Rear Window Loop

You too can look out the Rear Window window.
Rima Sabina Aouf
Published on June 04, 2013

Overview

The 2013 Sydney Film Festival is bringing out Jeff Desom's intense, insanely complex-looking video installation Rear Window Loop. Projected on a 10m-long surface, the panoramic piece allows you to see the world as it appeared to Jimmy Stewart's paranoid, wheelchair-bound photojournalist Jeff in Hitchcock's Rear Window — possible murders and all.

The effect is created by splicing scenes together in After Effects, a process more complicated than it sounds in this sentence. "I dissected all of Hitchcock's Rear Window and stitched it back together in After Effects," says Desom on his website. "I stabilised all the shots with camera movement in them. Since everything was filmed from pretty much the same angle I was able to match them into a single panoramic view of the entire backyard without any greater distortions. The order of events stays true to the movie's plot."

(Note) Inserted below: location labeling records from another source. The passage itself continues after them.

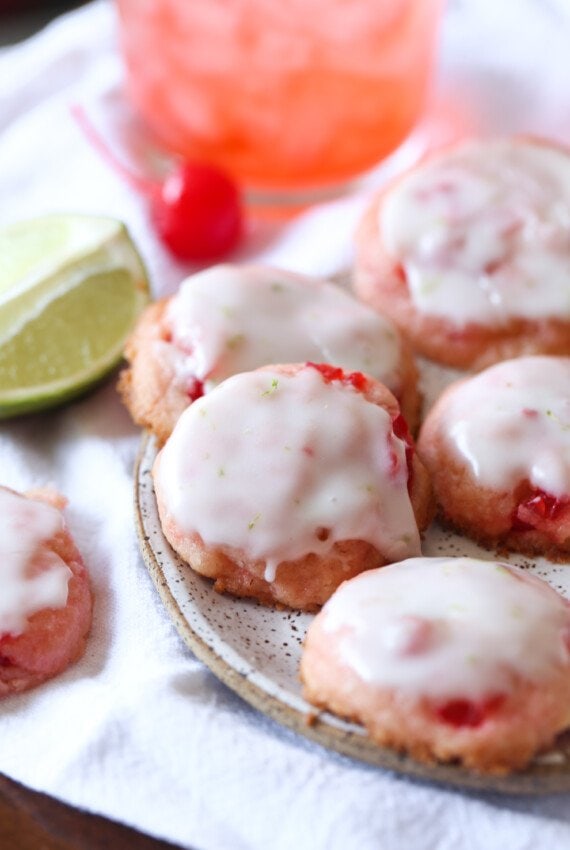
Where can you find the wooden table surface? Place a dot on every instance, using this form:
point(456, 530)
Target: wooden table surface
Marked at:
point(32, 821)
point(28, 820)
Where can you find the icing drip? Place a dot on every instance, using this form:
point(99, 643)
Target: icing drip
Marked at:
point(280, 465)
point(231, 319)
point(32, 578)
point(512, 422)
point(483, 232)
point(448, 628)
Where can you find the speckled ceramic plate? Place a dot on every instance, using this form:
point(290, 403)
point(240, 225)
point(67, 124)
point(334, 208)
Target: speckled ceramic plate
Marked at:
point(256, 650)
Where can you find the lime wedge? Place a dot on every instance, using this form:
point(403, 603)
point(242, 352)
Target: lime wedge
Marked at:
point(71, 288)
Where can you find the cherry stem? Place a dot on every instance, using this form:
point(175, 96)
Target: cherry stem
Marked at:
point(140, 184)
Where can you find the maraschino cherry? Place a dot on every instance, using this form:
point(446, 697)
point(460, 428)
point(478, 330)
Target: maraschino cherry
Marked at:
point(196, 210)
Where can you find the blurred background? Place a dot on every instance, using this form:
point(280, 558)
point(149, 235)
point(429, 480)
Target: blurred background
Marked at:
point(21, 18)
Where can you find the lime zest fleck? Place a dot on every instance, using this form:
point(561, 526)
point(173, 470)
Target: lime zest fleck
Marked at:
point(272, 388)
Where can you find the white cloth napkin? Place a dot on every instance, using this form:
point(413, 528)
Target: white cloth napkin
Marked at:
point(139, 730)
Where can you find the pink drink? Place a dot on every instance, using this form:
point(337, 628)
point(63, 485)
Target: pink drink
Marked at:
point(286, 94)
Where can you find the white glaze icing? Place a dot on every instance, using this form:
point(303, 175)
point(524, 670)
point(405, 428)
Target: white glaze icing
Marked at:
point(26, 524)
point(483, 232)
point(266, 459)
point(449, 627)
point(512, 422)
point(231, 319)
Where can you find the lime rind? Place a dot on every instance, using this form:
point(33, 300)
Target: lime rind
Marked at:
point(22, 303)
point(61, 333)
point(38, 248)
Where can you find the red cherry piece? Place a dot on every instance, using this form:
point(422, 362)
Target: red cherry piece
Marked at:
point(197, 212)
point(538, 507)
point(334, 373)
point(195, 389)
point(464, 712)
point(401, 430)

The three-channel projection runs for 20 minutes. You can get a good idea of the process as well as the finished product in this video, also from Dessom's site.

Rear Window Loop won Best Remix in the Vimeo Awards and Golden Nica at Ars Electronica and will be installed at the Sydney Film Festival Hub at Lower Town Hall, which since last year has been the festival's route to incorporating art happenings, interdisciplinary works and playtime, acknowledging the role of film outside the cinema. It's curated by Sydney's favourite cultured revellers, The Festivalists (Jurassic Lounge).

You can see Rear Window Loop at the Sydney Film Festival Hub at Lower Town Hall from June 6-14 at 5-6pm and again from 10pm-midnight. The SFF itself runs from June 5-16.